The “knockout game” breaks a ton of narratives. It sees blacks as not the victims, but the primary attackers. It is almost completely random, and takes place in urban centers. Above all, it brings to light an aspect of the world that the media doesn’t want to focus on; a very real, underlying culture of violence that exists in many inner-city neighborhoods. Whether it’s these random attacks, drug deals leading to innocents being killed in the crossfire. It’s easy to focus on the occasional “mass shooting” and point to “mental health” or “lax gun laws.” It’s a lot harder to suggest that some people are just looking for someone to hurt, for any reason they choose. It’s even harder to assume that people have made a game out of aggravated assault. And yet, here we are, with evidence of both. This is probably the biggest argument in favor of carrying firearms that we have seen in years.

On that subject, let us switch gears to focus on firearms.

3.) Open Carry. There is perhaps no better “stay away from me” signal than openly carrying a firearm. However, this tends to be a controversial issue even within the firearms community. An article on Monderno this week, written by Aaron Cowan of GA-based Sage Dynamics provided an LEO’s perspective on civilian OC. It reads in part

I support responsible open carry. I do not support open carry as a political statement, or a means to incite possible negative contact with law enforcement. I know, as you do, that our Constitutional Rights and our Second Amendment Rights specifically are very emotional subjects, as they should be. I consider the protection of all constitutional rights a responsibility of the people that they protect. When it comes to open carry, the obvious (and correct) explanation to those who do not agree with it is that it is their right by law to do so and in some states, the only manner a firearm can be carried in a lawful manner.

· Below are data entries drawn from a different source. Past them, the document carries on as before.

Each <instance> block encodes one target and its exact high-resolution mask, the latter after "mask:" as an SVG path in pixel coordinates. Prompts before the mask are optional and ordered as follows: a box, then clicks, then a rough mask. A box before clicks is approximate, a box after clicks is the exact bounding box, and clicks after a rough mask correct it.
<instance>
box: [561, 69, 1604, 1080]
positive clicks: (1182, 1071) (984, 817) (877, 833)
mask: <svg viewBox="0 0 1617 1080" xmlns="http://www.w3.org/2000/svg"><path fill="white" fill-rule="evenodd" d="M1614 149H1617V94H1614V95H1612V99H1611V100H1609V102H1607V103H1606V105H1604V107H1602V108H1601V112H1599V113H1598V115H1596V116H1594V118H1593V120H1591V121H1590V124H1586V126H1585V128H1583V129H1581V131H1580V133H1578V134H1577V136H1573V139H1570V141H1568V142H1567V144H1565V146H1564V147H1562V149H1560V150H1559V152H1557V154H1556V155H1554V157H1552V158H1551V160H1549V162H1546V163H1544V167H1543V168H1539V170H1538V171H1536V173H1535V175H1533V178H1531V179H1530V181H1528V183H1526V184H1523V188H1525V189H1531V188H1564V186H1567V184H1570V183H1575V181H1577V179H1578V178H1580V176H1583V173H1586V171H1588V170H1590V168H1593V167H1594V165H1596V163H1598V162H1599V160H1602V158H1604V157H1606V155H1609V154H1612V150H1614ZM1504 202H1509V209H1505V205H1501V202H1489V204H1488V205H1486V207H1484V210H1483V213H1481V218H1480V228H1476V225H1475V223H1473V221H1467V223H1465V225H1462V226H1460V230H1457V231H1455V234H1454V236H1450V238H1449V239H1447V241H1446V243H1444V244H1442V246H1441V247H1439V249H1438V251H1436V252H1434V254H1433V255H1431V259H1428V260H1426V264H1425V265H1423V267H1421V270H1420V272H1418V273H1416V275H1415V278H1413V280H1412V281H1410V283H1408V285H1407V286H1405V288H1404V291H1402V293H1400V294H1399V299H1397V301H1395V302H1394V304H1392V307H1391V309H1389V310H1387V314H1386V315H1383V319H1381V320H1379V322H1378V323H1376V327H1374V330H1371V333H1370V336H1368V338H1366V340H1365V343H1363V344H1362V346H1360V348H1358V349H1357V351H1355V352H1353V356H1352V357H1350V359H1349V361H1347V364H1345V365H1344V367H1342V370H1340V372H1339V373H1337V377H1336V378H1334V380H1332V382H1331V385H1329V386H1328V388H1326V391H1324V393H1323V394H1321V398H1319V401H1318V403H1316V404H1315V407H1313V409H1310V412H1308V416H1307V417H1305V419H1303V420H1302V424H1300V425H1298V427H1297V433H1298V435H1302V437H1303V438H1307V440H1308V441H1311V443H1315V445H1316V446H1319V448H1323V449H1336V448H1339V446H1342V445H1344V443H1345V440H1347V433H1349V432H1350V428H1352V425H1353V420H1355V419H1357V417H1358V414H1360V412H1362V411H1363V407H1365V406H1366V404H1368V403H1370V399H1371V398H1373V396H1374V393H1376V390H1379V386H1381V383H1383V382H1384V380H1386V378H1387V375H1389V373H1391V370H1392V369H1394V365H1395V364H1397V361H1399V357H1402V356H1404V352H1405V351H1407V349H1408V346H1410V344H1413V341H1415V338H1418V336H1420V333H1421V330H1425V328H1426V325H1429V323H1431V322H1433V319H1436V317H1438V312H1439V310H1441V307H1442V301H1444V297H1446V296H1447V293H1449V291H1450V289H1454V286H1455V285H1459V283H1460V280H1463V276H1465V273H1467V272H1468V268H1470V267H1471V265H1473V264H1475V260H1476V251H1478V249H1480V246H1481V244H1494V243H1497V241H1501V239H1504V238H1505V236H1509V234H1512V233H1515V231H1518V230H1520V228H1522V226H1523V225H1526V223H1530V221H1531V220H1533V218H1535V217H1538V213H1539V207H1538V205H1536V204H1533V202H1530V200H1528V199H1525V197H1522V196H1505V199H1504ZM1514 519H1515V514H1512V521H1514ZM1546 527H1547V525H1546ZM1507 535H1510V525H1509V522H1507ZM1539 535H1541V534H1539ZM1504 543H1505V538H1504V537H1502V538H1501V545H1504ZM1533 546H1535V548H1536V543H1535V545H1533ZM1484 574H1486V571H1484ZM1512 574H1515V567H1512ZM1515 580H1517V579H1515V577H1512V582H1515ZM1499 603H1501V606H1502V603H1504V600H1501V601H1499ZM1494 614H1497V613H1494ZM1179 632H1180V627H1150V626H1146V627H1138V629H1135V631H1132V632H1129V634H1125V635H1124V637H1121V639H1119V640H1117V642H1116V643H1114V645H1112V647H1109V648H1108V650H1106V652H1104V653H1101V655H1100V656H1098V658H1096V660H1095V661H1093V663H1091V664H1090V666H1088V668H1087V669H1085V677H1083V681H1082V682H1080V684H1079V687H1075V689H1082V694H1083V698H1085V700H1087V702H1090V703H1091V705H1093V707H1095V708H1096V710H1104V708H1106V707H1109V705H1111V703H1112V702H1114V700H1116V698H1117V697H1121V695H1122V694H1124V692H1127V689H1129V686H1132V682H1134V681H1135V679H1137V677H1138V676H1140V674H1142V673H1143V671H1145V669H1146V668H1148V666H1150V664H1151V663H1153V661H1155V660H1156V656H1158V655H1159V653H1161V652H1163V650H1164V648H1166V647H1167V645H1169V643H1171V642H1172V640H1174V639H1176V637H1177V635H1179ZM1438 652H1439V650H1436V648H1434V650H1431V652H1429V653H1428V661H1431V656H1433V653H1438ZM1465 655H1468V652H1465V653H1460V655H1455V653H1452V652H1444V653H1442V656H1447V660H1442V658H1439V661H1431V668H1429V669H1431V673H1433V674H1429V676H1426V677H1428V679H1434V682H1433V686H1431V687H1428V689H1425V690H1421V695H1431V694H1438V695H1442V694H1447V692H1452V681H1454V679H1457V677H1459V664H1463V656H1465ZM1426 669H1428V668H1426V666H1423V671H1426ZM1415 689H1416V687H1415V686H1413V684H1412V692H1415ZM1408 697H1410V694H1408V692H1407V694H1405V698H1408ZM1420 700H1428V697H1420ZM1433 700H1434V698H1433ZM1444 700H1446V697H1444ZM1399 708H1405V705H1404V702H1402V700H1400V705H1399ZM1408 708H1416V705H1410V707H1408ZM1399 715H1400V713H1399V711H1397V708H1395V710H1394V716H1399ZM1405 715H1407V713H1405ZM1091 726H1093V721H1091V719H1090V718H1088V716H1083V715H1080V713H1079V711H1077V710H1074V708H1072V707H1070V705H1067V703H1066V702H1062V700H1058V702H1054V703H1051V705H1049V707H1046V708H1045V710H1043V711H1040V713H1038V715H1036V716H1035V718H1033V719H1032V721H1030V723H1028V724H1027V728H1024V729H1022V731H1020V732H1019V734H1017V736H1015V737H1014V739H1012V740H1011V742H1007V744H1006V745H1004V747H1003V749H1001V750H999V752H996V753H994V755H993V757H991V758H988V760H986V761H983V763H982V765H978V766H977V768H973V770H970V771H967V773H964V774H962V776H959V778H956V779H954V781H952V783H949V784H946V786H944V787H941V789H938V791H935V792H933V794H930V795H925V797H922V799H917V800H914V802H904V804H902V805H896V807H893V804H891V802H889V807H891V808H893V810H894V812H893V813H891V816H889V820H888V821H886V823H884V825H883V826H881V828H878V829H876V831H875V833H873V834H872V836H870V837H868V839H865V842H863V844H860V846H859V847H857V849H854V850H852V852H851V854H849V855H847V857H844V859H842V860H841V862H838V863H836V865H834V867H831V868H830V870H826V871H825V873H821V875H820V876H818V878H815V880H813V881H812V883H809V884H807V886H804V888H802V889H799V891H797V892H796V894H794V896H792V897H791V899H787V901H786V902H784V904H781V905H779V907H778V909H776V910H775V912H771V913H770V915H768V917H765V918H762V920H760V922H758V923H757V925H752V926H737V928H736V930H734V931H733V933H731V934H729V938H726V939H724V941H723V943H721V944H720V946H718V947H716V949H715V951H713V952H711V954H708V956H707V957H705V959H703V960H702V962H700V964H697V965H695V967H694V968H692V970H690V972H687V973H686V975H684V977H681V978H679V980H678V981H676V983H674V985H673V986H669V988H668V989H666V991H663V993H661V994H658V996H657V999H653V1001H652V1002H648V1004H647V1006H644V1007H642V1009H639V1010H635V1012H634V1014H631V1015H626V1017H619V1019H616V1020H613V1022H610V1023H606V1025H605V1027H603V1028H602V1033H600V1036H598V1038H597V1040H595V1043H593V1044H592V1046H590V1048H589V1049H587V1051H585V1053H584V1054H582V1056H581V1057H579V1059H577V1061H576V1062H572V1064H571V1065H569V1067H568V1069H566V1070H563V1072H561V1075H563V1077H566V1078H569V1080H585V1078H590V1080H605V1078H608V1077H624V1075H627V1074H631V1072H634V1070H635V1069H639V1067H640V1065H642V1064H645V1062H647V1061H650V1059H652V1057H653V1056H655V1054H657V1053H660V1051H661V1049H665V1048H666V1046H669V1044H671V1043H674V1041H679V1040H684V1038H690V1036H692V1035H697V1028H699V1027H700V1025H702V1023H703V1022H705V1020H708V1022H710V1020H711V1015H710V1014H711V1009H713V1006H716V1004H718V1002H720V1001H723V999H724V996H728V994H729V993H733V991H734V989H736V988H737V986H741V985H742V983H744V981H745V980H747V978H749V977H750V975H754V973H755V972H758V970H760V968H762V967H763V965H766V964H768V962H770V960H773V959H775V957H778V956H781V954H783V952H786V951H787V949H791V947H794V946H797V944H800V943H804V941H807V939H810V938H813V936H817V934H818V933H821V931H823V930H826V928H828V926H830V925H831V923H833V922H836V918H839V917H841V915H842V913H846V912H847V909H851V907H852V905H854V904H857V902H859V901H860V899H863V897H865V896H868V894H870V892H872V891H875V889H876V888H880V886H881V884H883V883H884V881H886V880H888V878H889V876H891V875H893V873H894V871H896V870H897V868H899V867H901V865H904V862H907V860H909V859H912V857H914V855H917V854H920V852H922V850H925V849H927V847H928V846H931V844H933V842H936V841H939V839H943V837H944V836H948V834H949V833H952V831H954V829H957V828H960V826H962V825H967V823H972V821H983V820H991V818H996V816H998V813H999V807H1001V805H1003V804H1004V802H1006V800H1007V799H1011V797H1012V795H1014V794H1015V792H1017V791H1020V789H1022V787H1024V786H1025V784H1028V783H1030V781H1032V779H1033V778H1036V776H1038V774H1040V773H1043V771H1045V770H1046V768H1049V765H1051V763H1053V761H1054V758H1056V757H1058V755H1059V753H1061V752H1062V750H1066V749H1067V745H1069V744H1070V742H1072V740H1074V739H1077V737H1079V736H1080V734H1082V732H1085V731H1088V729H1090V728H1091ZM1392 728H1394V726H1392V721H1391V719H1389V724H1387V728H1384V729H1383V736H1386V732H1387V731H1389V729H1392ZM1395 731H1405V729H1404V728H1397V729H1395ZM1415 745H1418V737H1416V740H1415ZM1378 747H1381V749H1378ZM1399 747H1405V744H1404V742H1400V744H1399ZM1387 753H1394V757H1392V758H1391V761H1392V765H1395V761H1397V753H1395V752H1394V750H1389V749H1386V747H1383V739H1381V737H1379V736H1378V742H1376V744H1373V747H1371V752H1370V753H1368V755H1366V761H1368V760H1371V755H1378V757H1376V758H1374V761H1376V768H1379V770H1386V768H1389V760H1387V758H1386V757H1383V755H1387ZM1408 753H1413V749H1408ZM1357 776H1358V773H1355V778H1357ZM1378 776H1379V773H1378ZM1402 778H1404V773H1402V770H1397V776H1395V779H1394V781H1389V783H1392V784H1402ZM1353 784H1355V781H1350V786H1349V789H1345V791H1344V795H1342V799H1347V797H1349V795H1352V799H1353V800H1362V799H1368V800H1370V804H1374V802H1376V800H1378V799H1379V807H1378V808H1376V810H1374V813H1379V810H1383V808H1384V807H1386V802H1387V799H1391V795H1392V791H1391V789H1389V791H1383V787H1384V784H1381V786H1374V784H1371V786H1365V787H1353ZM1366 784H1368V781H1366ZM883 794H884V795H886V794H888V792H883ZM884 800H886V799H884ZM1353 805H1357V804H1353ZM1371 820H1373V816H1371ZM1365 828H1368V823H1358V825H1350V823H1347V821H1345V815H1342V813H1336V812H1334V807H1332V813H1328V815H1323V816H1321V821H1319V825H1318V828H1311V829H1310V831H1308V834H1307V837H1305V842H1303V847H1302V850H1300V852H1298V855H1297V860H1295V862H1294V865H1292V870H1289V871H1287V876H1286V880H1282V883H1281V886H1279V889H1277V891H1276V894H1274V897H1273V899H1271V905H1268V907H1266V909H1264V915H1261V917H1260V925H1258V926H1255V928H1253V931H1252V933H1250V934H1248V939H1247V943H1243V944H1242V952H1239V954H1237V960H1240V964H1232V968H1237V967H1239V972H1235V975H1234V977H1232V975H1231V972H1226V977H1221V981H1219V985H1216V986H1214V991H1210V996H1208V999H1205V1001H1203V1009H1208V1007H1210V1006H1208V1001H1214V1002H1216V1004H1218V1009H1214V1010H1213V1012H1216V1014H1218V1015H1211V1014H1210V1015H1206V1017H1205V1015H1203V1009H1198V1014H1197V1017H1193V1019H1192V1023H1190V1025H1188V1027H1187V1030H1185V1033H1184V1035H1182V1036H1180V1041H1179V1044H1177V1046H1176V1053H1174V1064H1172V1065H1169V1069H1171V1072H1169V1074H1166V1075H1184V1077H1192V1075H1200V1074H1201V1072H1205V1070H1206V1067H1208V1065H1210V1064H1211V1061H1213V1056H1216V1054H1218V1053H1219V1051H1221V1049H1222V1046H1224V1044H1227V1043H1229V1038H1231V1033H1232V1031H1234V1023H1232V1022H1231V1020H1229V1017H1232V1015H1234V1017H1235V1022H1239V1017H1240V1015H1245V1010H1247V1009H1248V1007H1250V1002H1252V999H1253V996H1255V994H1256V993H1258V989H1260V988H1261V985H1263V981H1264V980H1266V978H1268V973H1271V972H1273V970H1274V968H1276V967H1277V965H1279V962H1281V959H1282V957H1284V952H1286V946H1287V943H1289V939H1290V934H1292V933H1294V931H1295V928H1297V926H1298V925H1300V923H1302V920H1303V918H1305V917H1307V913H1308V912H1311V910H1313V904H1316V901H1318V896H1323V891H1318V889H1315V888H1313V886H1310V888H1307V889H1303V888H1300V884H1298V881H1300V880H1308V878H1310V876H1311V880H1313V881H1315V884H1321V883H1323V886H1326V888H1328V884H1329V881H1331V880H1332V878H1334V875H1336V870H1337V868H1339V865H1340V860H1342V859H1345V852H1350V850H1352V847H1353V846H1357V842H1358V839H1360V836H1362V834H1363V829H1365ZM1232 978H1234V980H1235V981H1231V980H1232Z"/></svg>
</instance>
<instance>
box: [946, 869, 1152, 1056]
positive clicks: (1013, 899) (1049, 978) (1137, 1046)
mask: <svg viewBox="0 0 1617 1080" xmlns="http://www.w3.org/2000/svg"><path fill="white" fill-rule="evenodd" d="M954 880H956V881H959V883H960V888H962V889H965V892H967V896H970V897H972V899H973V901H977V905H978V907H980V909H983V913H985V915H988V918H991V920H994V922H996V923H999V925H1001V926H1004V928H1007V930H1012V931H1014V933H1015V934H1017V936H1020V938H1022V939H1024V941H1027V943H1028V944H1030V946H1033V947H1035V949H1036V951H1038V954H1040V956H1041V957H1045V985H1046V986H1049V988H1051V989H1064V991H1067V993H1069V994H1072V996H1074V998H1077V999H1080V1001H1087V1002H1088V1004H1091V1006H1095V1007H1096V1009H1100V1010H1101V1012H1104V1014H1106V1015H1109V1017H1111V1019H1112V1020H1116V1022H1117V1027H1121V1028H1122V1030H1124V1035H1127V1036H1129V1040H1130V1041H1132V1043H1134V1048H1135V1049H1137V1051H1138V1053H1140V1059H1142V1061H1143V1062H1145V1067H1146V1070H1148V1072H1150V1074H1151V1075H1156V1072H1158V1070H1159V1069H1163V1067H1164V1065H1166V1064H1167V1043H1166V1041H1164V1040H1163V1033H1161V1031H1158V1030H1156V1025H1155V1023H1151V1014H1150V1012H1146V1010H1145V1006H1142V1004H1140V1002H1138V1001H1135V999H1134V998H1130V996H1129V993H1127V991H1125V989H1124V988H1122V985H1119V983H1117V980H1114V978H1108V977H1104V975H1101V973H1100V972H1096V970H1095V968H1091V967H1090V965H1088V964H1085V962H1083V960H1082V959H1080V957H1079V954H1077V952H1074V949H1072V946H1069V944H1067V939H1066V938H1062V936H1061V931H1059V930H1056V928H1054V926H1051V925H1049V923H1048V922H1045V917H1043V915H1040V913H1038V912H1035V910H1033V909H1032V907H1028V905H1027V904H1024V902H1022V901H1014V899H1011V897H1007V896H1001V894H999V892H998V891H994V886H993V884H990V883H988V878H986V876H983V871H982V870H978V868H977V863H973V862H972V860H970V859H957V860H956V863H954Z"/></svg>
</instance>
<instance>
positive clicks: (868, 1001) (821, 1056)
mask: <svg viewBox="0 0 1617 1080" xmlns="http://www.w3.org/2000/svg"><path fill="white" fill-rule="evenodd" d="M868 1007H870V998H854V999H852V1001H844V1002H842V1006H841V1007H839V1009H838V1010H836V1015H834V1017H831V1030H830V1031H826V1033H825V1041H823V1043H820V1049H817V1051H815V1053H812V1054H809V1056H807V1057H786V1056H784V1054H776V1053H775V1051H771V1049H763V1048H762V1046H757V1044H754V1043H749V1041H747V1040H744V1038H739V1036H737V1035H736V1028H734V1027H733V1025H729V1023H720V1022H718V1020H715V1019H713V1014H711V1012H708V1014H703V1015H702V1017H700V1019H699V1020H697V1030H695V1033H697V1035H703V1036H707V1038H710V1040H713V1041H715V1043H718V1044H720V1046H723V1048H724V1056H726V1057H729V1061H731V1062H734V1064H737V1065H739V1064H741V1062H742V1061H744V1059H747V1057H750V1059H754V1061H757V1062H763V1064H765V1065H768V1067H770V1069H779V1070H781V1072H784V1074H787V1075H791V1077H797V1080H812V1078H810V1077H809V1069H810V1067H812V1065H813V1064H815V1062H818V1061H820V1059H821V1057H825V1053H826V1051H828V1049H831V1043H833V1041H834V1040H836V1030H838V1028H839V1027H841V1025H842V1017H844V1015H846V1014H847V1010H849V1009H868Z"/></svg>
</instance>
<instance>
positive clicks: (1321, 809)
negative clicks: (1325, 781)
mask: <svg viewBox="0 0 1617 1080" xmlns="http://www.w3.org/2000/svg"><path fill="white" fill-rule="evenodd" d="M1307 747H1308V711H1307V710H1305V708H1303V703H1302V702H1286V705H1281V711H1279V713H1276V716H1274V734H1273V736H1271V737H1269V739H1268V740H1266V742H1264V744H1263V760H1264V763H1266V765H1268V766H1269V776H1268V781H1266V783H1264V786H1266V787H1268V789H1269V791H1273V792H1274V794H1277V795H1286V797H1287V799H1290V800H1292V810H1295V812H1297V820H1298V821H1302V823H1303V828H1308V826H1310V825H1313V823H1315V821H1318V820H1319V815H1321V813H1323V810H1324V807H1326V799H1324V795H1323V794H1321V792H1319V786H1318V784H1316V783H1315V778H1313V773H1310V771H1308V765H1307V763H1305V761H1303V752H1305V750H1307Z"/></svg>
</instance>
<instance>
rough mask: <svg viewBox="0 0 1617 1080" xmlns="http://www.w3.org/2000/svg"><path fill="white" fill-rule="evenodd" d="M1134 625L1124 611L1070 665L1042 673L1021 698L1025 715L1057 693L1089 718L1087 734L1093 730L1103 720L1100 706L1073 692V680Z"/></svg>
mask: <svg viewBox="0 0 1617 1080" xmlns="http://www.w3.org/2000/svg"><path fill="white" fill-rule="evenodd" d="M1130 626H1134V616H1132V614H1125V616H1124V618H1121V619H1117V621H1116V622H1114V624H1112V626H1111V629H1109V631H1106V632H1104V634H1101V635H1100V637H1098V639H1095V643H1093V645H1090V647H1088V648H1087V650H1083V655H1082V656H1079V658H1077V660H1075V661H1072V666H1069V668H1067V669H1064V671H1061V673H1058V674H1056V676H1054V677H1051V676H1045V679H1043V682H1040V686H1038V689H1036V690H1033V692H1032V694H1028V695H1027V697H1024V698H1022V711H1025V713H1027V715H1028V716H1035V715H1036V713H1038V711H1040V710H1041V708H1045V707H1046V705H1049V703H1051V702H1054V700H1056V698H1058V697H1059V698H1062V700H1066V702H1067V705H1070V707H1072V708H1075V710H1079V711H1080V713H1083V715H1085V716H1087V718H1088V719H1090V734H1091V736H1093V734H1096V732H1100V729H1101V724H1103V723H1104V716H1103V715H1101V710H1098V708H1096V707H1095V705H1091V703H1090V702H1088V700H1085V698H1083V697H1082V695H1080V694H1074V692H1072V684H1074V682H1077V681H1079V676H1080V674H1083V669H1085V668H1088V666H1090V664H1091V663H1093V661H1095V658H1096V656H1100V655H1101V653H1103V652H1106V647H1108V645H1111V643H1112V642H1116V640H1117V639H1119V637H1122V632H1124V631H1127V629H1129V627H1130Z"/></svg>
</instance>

I also agree with this. What I do not agree with is someone exercising a right but not being morally responsible in doing so. With the carry of a firearm comes the responsibility to know how to use it and the responsibility to keep it out of the hands, to the best of your ability, those who would use it to harm innocent people. With an openly carried firearm you are announcing to anyone who recognizes it for what it is, that there is a firearm present. I won’t go into the usual hyperbole some use about the subject but I will say this; everywhere you go, you are carrying with you the means to take a life and protect life and it should be accorded the appropriate respect. Without cherry picking specific situations I have encountered, I think each of us can remember a time when we observed someone carrying a firearm openly in an unsafe manner. Using a holster without retention or an obvious lack of situational awareness are but two ways that an OC can and does look like food to anyone with the inclination and the ability to take their weapon.

4.) Backlash. The Armed Novelist sent me a report about a new poll suggesting that Colorado governor John Hickenlooper may be in trouble come election time next year. A Quinnipiac poll out this week suggests that 49% of voters say the Governor does not deserve to be re-elected. Getting Hickenlooper out of office has been a prime objective for CO gun advocates since the recall elections that cost 2 anti-gun State lawmakers their seats.

5.) Looking ahead. Finally tonight, news from The Hill about the Obama administration looking for new gun regulations. Obama admin officials are reportedly targeting stolen and missing weapons. Gun control proponents say that lost or stolen guns, especially ones that disappear from gun stores, “feeds the sort of already large and existing secondary market on guns.”

What those regulations are exactly, has not been released to the public, but it is something to keep an eye on. There doesn’t seem to be much of a chance of Congressional movement on guns for the rest of this year.